Catastrophe bonds are likely to remain a very attractive option for alternative investing and also as a risk transfer tool, perhaps becoming more so in the wake of the last two years of losses and the resulting market shake-out.
Catastrophe bonds have not gone away, despite becoming the smaller component of the overall ILS and alternative reinsurance capital market when compared to collateralized forms of reinsurance and retrocession.
But their attractiveness has never diminished either, as an investable asset or as a risk transfer tool. In fact it persists and we believe could even intensify.
Cat bonds remain one of the best diversifying assets for many institutional investors, offering a truly diversifying risk-based alternative to other securitized bonds.
They continue to exhibit little to no correlation to broader financial market returns, which makes them an incredibly valuable tool in portfolio construction terms.
Delivering average coupon returns in a range from 3% to 6%, but sometimes as high as 15% or higher, cat bonds offer returns that can match the majority of other bond assets.
Of course with the majority of catastrophe bonds being fully securitized Rule 144a investment structures they also offer secondary liquidity, something that has proved invaluable to investors on a number of occasions when the cat bond market has demonstrated its liquidity in the face of broader, or localised, market pressures.
Increasingly catastrophe bonds are also being seen as an investment with ESG (environmental, social, governmental) qualities as well, meaning a number of institutional pension fund investors now class cat bonds alongside other responsible investment classes.
For those seeking risk transfer, be they insurance or reinsurance firms, sovereign governments, corporations, or other sponsoring entities, catastrophe bonds continue to allow risks to be fully transferred to the largest and most liquid source of capacity available, the capital markets.
The coverage they offer can still be tailored to the sponsors needs, to ensure protection is aligned with their exposures and also their financing needs.
This coverage is broadening all the time as well, with new classes of business, structural tweaks to the cat bond itself and terms and conditions that are increasingly aligning the catastrophe bond with traditional insurance or reinsurance.
They can also offer some of the purest kinds of hedges, such as the parametric trigger and industry loss trigger, both of which can be simple and offer a direct hedge for specific scenarios, with payout certainty if prescribed trigger definitions are met.
Increasingly we hear from other types of potential cat bond sponsors, with growing interest in the world’s of relief, aid and NGO’s currently, as well as resurgent interest from large corporate risk managers for whom traditional insurance markets cannot always provide the necessary capacity, or who need access to more diversifying sources of risk capital.
In the roughly twenty years that we’ve been tracking catastrophe bonds here at Artemis (details of every one can be found in our Deal Directory) we’ve seen a wide array of sponsors, structures, triggers, risks and perils, terms and conditions, but still the cat bond market continues to innovate.
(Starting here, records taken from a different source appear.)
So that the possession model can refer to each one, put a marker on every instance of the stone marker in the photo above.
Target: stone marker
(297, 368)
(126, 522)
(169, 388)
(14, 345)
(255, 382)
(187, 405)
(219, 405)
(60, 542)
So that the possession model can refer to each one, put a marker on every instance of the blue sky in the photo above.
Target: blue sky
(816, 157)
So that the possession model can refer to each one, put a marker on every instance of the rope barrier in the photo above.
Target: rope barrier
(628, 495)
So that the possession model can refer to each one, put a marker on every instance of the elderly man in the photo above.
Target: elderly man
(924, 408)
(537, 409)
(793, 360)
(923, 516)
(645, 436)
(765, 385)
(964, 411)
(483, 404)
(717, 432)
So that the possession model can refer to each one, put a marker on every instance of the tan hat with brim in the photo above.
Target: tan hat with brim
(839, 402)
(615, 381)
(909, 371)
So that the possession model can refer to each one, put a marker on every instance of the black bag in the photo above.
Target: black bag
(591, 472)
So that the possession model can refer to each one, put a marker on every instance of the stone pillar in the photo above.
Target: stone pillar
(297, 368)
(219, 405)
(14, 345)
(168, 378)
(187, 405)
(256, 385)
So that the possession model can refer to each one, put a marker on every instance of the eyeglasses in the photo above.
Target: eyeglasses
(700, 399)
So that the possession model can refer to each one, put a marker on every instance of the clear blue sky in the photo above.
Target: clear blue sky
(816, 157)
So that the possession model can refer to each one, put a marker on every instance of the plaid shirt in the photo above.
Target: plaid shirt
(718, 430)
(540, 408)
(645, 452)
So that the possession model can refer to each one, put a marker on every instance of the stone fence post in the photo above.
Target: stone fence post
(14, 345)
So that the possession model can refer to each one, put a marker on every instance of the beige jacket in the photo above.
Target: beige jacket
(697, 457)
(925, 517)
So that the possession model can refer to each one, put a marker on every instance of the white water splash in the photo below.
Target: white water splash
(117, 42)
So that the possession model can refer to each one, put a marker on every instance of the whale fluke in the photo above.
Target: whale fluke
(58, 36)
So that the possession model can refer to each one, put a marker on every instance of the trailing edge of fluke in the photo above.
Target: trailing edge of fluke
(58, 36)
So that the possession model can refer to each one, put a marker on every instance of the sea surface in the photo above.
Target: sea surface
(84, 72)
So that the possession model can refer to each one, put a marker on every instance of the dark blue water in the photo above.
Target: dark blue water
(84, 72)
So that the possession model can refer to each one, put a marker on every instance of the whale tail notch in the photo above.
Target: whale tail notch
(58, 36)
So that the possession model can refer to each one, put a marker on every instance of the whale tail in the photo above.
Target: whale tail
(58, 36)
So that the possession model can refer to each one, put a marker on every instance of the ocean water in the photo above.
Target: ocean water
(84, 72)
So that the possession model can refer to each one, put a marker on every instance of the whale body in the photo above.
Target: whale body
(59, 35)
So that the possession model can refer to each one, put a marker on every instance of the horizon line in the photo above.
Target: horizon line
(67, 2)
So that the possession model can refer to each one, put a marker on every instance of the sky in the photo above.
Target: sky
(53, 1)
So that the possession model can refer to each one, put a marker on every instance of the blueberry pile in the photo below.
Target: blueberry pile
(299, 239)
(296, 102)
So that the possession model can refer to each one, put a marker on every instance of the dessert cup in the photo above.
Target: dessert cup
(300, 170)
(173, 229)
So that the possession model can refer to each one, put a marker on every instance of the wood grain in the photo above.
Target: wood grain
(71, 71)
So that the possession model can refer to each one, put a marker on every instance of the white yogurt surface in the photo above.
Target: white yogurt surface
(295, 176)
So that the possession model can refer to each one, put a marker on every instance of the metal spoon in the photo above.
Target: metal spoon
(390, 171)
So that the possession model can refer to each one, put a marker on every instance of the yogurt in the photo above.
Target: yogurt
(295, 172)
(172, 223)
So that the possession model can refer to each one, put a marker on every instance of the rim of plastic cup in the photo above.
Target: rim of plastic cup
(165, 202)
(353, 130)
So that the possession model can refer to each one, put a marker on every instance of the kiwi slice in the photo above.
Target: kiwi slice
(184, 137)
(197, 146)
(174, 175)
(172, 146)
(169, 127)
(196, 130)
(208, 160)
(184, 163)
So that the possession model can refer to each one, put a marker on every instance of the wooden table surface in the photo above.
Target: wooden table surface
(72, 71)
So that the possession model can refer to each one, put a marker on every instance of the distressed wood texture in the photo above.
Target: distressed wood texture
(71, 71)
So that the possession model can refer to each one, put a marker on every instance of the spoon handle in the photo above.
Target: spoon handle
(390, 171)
The market continues to work to expand the range of use-cases for catastrophe bonds and the value of having a securitized, fully collateralized, source of capital that can pay out contingent on your level of losses suffered, the industry impact, or direct parameters linked to the specific risks you’re seeking to transfer, ensures that cat bonds remain an attractive and important piece of the risk transfer toolkit.
For investors the expanding range and remit of the catastrophe bond market also adds attraction, helping to offer greater diversity within the market and enabling portfolio composition to become more sophisticated as well.
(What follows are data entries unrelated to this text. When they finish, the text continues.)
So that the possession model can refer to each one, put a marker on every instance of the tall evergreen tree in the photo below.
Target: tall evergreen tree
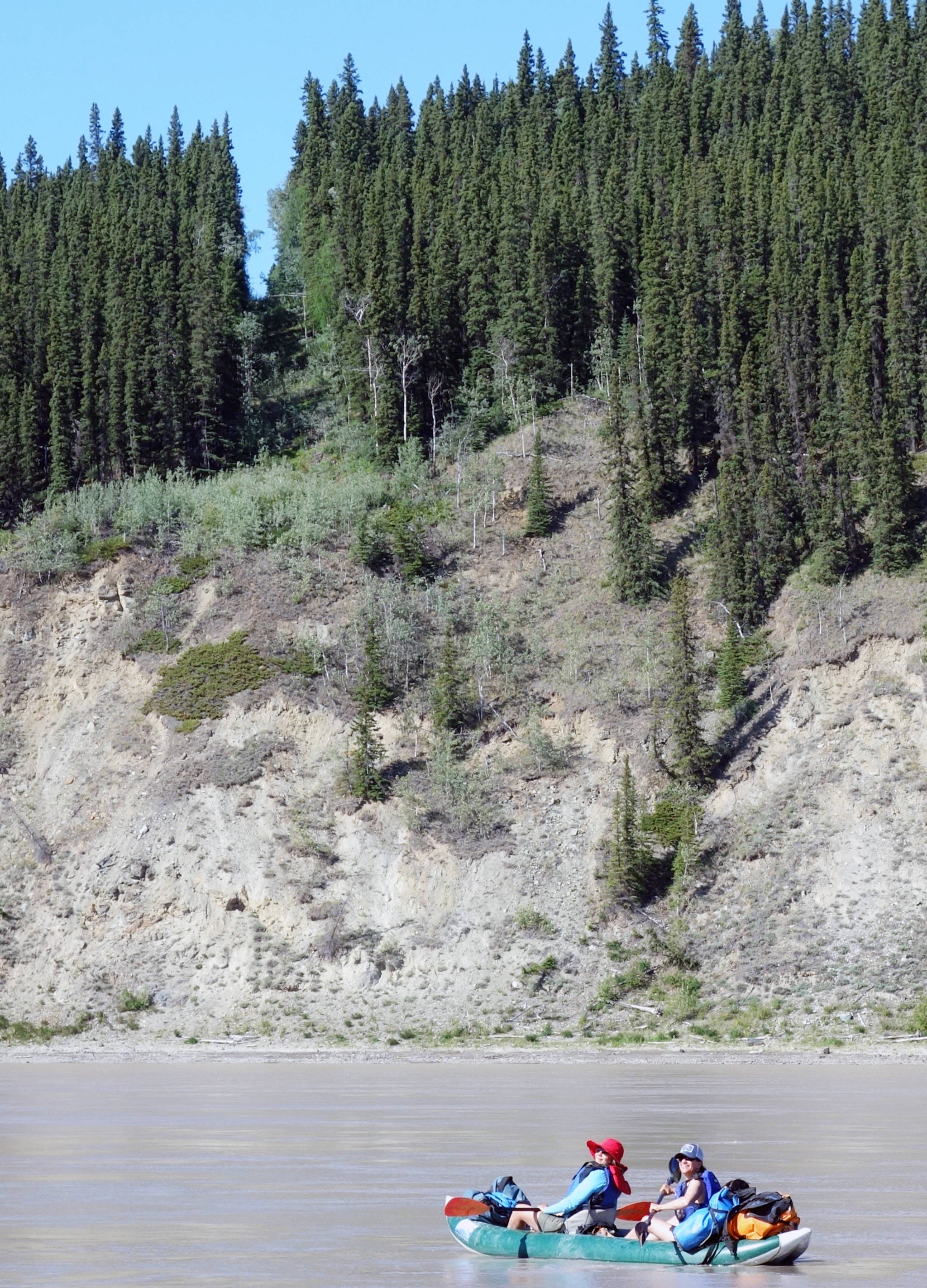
(539, 504)
(365, 755)
(633, 572)
(692, 757)
(630, 866)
In 2019 it looks like the work to continue to expand the remit of the cat bond, grow the types of sponsors using the tool for risk transfer, broaden the terms associated with them and increasingly align them with traditional insurance and reinsurance is set to continue. We hear good things about the longer-term cat bond market pipeline.
At the same time, there is an expectation that upward pressure will be seen in pricing of cat bonds and this is already becoming evident in transactions seen this year so far, both private and broadly marketed.
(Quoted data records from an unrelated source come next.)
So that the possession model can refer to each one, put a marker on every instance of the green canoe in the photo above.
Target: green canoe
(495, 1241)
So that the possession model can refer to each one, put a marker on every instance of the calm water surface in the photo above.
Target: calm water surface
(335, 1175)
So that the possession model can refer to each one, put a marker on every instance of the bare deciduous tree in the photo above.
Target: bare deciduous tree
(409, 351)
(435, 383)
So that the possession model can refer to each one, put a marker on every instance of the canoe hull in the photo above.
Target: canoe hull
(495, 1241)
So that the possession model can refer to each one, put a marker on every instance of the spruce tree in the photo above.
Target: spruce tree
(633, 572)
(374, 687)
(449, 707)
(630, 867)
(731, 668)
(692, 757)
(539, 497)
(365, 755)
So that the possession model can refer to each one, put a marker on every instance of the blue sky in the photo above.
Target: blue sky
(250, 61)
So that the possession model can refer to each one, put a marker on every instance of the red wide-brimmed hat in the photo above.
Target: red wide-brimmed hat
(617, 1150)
It’s also positive to note that investors have pushed back on some attempts to broaden the terms of cat bonds too much and the large cat bond investors we know remain committed to continuing to do so.
So we see the attraction of the catastrophe bond persisting, for sponsors and investors, while there is also a chance that it could intensify as large institutional investors grow their own appreciation for a risk-linked asset with all important secondary transferability, something that many investors now see as more attractive after the recent loss experience with less liquid ILS structures.